Os demais foram comprados por consórcios formados pelas gigantes do setor, como Shell, Total, Statoil, ExxonMobil, Petrogal, CNOOC, QPI, BP Energy e Repsol, além da Petrobras. A estatal brasileira aceitou ceder até 80% da produção para a União, e levou as três áreas para as quais demonstrou interesse – Sapinhoá, Peroba e Alto de Cabo Frio Central, onde há ocorrência de baleias Jubarte. Além do lucro da produção futura, as empresas vencedoras dos blocos terão de pagar um bônus ao governo na assinatura do contrato. A União receberá um total de R$ 6,15 bilhões com as concessões vendidas.

Segundo o diretor-geral da ANP, Decio Oddone, as áreas que não foram arrematadas voltarão para o banco da ANP e poderão ser ofertadas novamente em outro momento. Para ele, “o atraso no desenvolvimento do pré-sal foi um tempo perdido, que será recuperado agora.”

“A ANP só tem pensado no lucro econômico da exploração petrolífera, mas o que eles estão esquecendo é que isso irá afetar diversas comunidades, como os povos indígenas e pescadores, a biodiversidade marinha e costeira, além de agravar as mudanças climáticas, sujando a imagem do país internacionalmente. Com a intensificação dos investimentos em combustíveis fósseis, as emissões de gases do efeito estufa só irão crescer, colocando em risco o cumprimento das metas estabelecidas pelo próprio governo. Isso revela uma completa falta de compromisso e de palavra”, defendeu Juliano Bueno de Araujo, coordenador de campanhas climáticas da 350.org Brasil e fundador da COESUS – Coalizão Não Fracking Brasil pelo Clima, Água e Vida.

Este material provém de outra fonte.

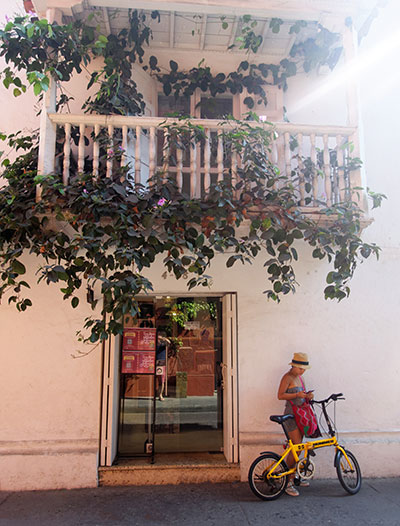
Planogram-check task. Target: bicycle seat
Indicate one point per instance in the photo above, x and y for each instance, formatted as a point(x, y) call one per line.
point(279, 419)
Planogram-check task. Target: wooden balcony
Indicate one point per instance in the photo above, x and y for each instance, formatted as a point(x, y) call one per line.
point(144, 149)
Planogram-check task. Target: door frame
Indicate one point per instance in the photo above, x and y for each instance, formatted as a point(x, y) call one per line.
point(110, 382)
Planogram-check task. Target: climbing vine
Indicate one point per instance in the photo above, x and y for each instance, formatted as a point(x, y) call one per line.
point(103, 233)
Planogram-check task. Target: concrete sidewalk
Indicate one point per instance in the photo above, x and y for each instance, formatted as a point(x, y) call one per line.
point(324, 503)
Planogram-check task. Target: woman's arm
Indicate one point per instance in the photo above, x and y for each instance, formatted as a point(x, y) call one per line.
point(283, 395)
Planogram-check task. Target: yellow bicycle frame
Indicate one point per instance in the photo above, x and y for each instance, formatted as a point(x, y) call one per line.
point(297, 449)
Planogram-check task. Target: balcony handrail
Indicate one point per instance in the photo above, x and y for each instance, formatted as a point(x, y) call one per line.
point(145, 151)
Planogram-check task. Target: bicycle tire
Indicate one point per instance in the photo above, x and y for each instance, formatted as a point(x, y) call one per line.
point(349, 479)
point(263, 488)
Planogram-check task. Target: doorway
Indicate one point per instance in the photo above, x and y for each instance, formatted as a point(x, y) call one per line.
point(195, 407)
point(188, 385)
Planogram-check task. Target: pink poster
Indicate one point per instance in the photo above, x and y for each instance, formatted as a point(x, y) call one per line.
point(138, 362)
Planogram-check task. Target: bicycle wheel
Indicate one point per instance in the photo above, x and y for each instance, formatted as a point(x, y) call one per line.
point(263, 488)
point(349, 477)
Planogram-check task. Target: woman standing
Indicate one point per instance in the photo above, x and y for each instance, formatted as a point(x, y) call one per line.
point(292, 389)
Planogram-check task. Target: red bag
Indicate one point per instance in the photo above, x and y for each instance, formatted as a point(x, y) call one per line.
point(305, 418)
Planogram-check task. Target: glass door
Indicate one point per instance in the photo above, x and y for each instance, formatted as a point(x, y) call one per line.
point(188, 387)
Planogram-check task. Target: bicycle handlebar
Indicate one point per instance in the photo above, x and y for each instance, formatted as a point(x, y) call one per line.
point(334, 397)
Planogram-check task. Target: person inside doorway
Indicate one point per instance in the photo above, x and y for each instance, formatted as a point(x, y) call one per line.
point(161, 361)
point(293, 391)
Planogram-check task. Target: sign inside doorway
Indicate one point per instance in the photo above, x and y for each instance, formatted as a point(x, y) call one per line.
point(139, 339)
point(138, 362)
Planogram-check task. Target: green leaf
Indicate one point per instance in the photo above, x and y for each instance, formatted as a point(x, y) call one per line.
point(231, 261)
point(18, 267)
point(37, 88)
point(249, 101)
point(74, 302)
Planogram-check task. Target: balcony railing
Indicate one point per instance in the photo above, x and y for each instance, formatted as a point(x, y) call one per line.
point(144, 149)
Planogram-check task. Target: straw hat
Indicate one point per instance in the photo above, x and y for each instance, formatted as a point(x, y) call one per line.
point(300, 359)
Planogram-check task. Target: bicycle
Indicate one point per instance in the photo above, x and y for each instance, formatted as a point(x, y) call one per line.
point(269, 474)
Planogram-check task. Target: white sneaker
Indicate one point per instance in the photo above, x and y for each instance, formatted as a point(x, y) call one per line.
point(291, 490)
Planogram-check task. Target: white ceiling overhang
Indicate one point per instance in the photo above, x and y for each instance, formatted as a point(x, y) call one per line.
point(291, 9)
point(198, 26)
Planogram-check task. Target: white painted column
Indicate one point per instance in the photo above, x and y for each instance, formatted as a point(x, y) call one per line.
point(47, 141)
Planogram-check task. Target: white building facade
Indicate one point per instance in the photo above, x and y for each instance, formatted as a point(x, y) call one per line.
point(68, 411)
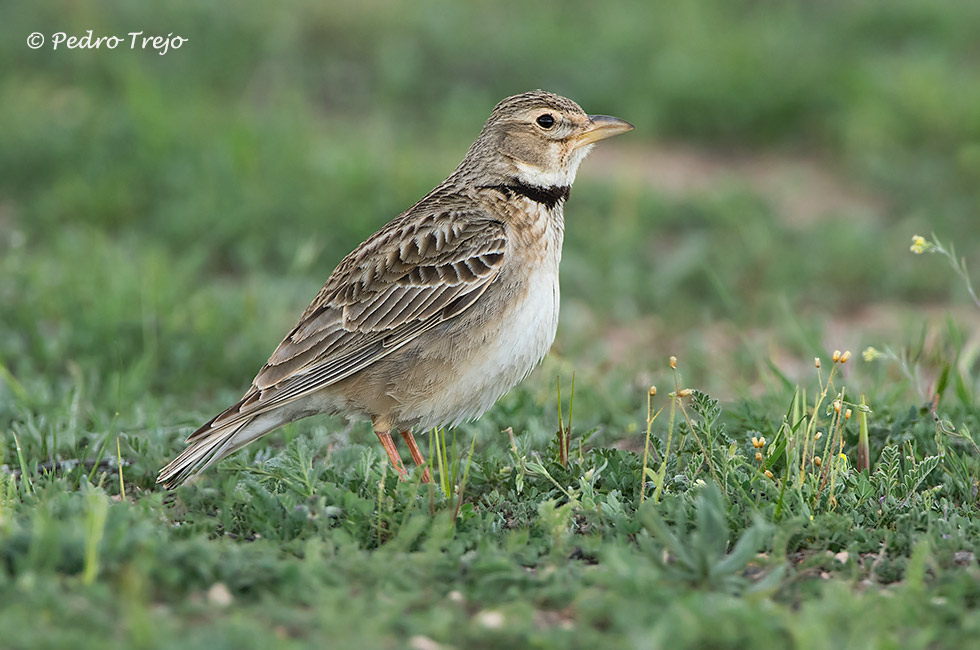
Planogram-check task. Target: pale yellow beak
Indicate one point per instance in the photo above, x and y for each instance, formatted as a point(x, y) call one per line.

Na manhã de ontem, a 350.org Brasil realizou um protesto pacífico na Candelária, em frente à sede da ANP, no Centro do Rio. Os ativistas pediam mais transparência e responsabilidade por parte do governo brasileiro com relação aos impactos da exploração de petróleo e gás para o clima, a biodiversidade e as comunidades tradicionais. Um balão gigante foi inflado representando a poluição causada pela quantidade de carbono que será emitida com a exploração do pré-sal, e uma exposição de fotos mostrou as espécies ameaçadas nas áreas dos blocos ofertados, além de desastres naturais que poderão ser agravados com a intensificação das mudanças climáticas acarretadas por essas atividades.